Just before they ceased operations, both MFP and Cathay-Keris produced three colour films each. The Shaw Brothers produced Ribut (Storm), Hang Tuah and Raja Bersiong (The Fanged King). The latter, a legend from the state of Kedah, was written by Malaysia's first Prime Minister, the late Tunku Abdul Rahman. Cathay-Keris produced Buluh Perindu (The Magic Flute), Cinta Gadis Rimba (The Virgin Of Borneo) and Mahsuri (The Maid of Langkawi), another Kedah legend written by Tunku Abdul Rahman.

Although many new companies emerged during this period, including Nusantara Films, Tan & Wong Film Company, Rimau Productions and Cathay-Keris, many closed down due to escalating production costs and diminishing audiences, leaving only MFP and Cathay-Keris both operating in Singapore.

In 1961, H.M. Shah bought a desirable piece of land on the fringe of Kuala Lumpur and turned it into Merdeka Studio.
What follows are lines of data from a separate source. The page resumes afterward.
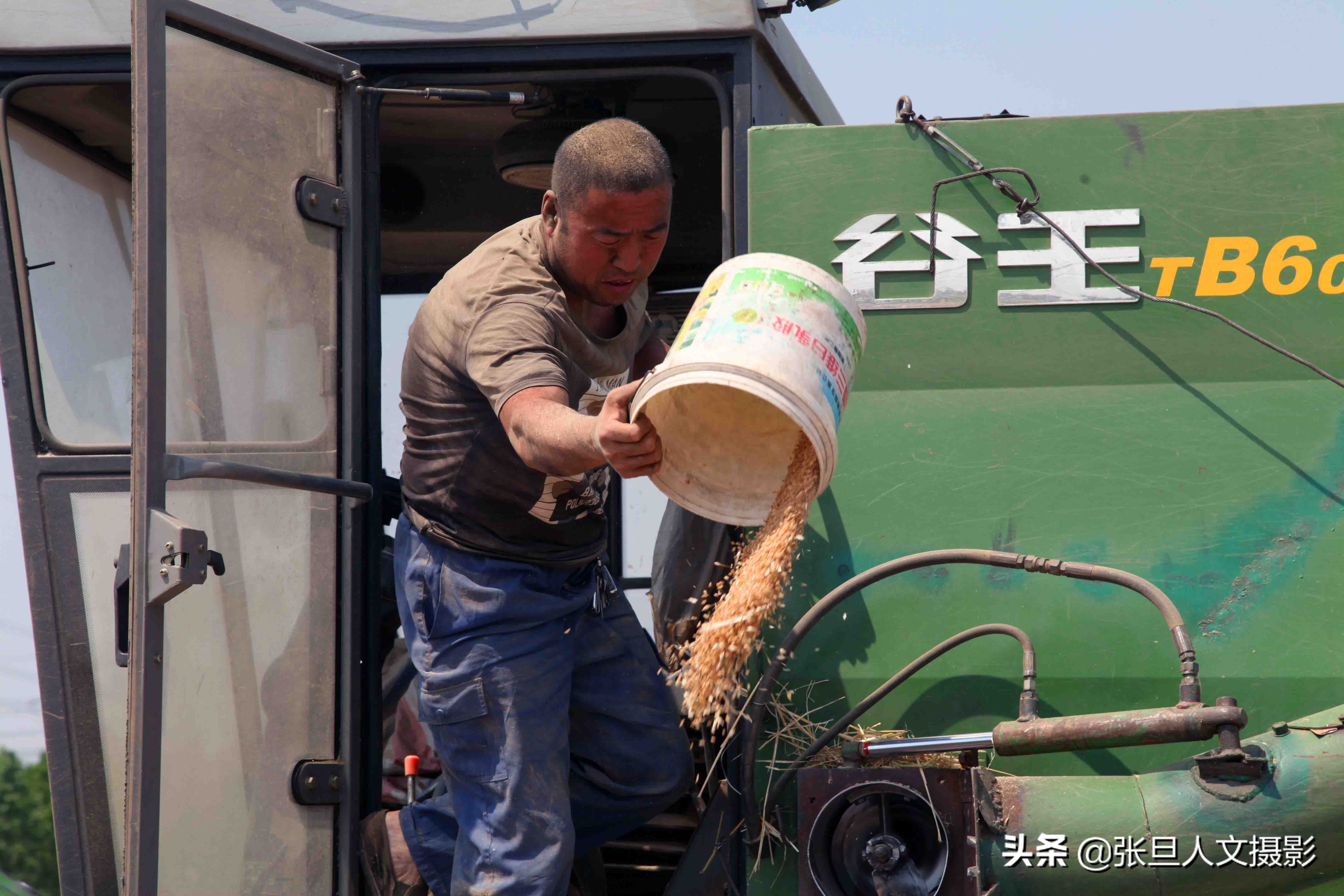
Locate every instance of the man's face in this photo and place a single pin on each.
(608, 244)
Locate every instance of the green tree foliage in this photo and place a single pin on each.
(28, 839)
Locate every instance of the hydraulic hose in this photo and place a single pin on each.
(756, 708)
(1026, 710)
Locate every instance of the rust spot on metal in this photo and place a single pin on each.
(1256, 577)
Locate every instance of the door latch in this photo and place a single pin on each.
(178, 558)
(318, 782)
(322, 202)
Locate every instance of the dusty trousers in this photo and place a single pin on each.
(556, 730)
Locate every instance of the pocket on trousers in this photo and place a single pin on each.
(467, 734)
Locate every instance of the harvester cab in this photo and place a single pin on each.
(221, 221)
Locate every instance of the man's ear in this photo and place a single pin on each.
(550, 213)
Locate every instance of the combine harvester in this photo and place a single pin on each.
(218, 555)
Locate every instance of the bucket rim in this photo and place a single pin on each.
(746, 381)
(829, 283)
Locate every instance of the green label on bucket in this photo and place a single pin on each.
(781, 288)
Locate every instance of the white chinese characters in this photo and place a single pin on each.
(952, 280)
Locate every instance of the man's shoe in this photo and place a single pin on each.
(375, 855)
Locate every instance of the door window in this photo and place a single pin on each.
(76, 225)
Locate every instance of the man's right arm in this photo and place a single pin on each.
(552, 437)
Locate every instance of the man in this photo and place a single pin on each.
(541, 690)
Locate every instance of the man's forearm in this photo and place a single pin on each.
(553, 438)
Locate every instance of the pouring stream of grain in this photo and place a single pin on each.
(709, 676)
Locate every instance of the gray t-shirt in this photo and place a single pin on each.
(497, 324)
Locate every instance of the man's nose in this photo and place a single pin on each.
(627, 256)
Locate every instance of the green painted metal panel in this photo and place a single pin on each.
(1139, 436)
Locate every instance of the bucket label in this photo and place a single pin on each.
(760, 307)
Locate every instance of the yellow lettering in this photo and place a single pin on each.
(1328, 274)
(1170, 267)
(1277, 261)
(1217, 263)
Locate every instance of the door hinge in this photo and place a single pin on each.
(318, 782)
(322, 202)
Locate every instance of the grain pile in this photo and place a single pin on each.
(709, 675)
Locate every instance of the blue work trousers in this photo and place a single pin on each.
(556, 730)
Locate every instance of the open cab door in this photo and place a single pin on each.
(248, 461)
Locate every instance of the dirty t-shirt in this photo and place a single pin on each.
(497, 324)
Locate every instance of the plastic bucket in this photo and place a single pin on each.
(768, 351)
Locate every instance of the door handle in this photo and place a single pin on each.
(179, 467)
(122, 606)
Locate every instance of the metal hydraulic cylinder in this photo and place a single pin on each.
(1137, 833)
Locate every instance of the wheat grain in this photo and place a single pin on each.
(711, 667)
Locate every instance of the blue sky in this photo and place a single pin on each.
(1069, 58)
(1046, 58)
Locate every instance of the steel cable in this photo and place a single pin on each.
(905, 112)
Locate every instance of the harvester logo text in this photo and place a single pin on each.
(1228, 268)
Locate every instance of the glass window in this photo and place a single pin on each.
(252, 284)
(76, 217)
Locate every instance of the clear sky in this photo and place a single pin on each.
(1043, 58)
(1069, 58)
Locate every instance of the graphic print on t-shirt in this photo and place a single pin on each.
(573, 498)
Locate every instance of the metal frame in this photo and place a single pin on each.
(151, 19)
(56, 593)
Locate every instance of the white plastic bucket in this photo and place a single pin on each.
(768, 351)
In spite of its humble beginnings, its growth surged dramatically once the biggest stars began their exodus from the two Singapore studios. Located adjacent to the National Zoo on Hulu Kelang Road, it is 13 kilometres from the city. Today, it is the headquarters of the National Film Development Corporation, Malaysia (FINAS). The Shaw Brothers dispatched some of their Singapore film directors, among them L. Krishnan, P. Ramlee, Salleh Ghani, Jamil Sulong, Omer Rojik, S. Kadarisman, Sudarmaji, Naz Achnas, M. Amin and Jins Shamsuddin, to make films at Merdeka.

==After 1975–2000: post-Ramlee, Shaw departure, foundation of FINAS==

In 1975, a renaissance prompted a revitalised growth when Sabah Films grossed huge profits with its maiden offering, Keluarga Comat (Comat’s Family). Soon, other companies mushroomed, such as Perfima, Syed Kechik, Indra, Jins Shamsuddin, and others.
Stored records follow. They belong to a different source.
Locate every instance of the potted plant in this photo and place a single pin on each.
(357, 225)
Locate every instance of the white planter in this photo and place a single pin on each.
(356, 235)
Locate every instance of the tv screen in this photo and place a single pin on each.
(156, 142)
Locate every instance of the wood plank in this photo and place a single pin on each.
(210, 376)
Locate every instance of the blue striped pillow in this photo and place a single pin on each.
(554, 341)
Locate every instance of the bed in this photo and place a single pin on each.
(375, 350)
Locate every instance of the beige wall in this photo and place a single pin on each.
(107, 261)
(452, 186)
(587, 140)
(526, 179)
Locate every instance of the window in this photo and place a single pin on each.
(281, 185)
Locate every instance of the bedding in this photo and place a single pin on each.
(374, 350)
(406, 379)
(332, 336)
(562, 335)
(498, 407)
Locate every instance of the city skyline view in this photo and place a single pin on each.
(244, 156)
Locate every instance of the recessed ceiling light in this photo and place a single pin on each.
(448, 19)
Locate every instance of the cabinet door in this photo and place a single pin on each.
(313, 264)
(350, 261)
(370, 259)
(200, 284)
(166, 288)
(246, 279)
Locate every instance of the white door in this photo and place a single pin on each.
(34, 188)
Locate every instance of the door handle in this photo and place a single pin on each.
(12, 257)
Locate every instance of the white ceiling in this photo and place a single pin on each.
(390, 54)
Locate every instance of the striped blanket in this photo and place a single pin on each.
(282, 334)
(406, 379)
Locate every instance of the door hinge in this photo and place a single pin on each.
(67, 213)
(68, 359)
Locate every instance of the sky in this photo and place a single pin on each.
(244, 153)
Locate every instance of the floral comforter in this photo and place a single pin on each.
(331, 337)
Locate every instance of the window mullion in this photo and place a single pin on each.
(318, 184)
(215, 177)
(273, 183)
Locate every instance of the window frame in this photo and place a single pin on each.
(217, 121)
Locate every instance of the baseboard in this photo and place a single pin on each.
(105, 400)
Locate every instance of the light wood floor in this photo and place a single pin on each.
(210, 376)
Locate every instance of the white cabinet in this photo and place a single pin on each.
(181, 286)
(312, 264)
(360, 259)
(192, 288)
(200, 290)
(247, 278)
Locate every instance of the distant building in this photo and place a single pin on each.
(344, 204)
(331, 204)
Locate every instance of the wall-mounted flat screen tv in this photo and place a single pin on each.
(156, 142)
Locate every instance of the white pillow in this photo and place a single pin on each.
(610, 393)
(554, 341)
The 1980s saw numerous changes. In July 1980, Malaysian film authority was split into two bodies, namely Filem Negara Malaysia (FNM) and the National Film Development Corporation Malaysia (FINAS), in a move intended by the Federal Government to decentralised and streamlined Malaysian film industry more effective and competitive.

A vital one was the setting up FINAS in 1981 to develop and stimulate the growth and maintain the standards of the film industry by various means, including the provision of research and advisory services. FINAS has since set up numerous facilities to promote the industry, including a credit facility scheme which enables young film-makers to test their potential. The revival in the industry also made changes to certain formats of the local film productions. Nearly all the films were made in colour, some using the scope format and some the standard format. There were no fixed salaries for artists attached to a certain company or studio. A company can only do two of three functions: production, distribution or exhibition, to avoid a monopoly by a certain party. The producers also might be able to recover part of their investment by the return of the entertainment tax as a way of incentive. A further incentive to local film-makers is that they are invited to make television programmes either in film format or video format. As a result, there are now more than 300 film companies registered with FINAS.

In 1989 and 1990, over 20 feature films were produced, a number that decreased to 15 in 1995, but still more than the five feature films made in 1985.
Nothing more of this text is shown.